Wilfried Gamelle, flic rendu dépressif par le départ de sa femme, enquête depuis quatre ans sur une quarantaine de meurtres qui se sont produits à des arrêts de bus et des passages piétons. Il est secondé par “le bourrin” un cul de jatte particulièrement prétentieux et retors et par Fernand Ladouce un aveugle qui a proposé sa collaboration à l’enquête… Et voici un conte policier de plus qui sort du chapeau de magicien de Bartelt. Le verbe est railleur, moqueur, méchant mais aussi parfois très tendre. Les situations sont hautement improbables, les comportements souvent bizarres… On connaît tous des gens comme les allumés qui peuplent les romans et les nouvelles de Bartelt. Il croque des personnages originaux par leur ordinarité et les pousse gentiment, légèrement à franchir la ligne un jour.

Les romans de Franz Bartelt sont intemporels. S’ils se situent de nos jours, on peut aussi aisément les transporter dans les années 60 dans une France des petites villes avec ses notables, ses nobliaux locaux, les petits commerces, les restaus ouvriers, les bars et leur philosophie, les commérages, les sales affaires et les mauvais penchants planqués sous le tapis. C’est hautement jouissif, acerbe et écrit avec une ironie érigée en art. 

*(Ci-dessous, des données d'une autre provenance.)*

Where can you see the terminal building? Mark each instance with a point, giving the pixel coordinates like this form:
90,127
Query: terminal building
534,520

Néanmoins, même si on pardonne beaucoup à ses amis, on sait aussi que « qui aime bien, châtie bien ». Ce coup-ci, je suis resté un peu sur ma faim, déçu par la brièveté d’une histoire qui laissait pourtant présager de nombreuses scènes improbables ou scabreuses. Si le roman démarre impérialement avec un inspecteur Gamelle, impeccable, qui se signale dès l’incipit en tabassant un aveugle, la suite, bien que souvent brillante, souffrira néanmoins d’un dénouement bien trop précoce comme si l’auteur en avait eu assez de son histoire. 

En résumé, si ce nouvel opus est peut-être moins virtuose qu’à l’accoutumée, c’est quand même un Bartelt, du haut de gamme, l’antidote parfait à la morosité.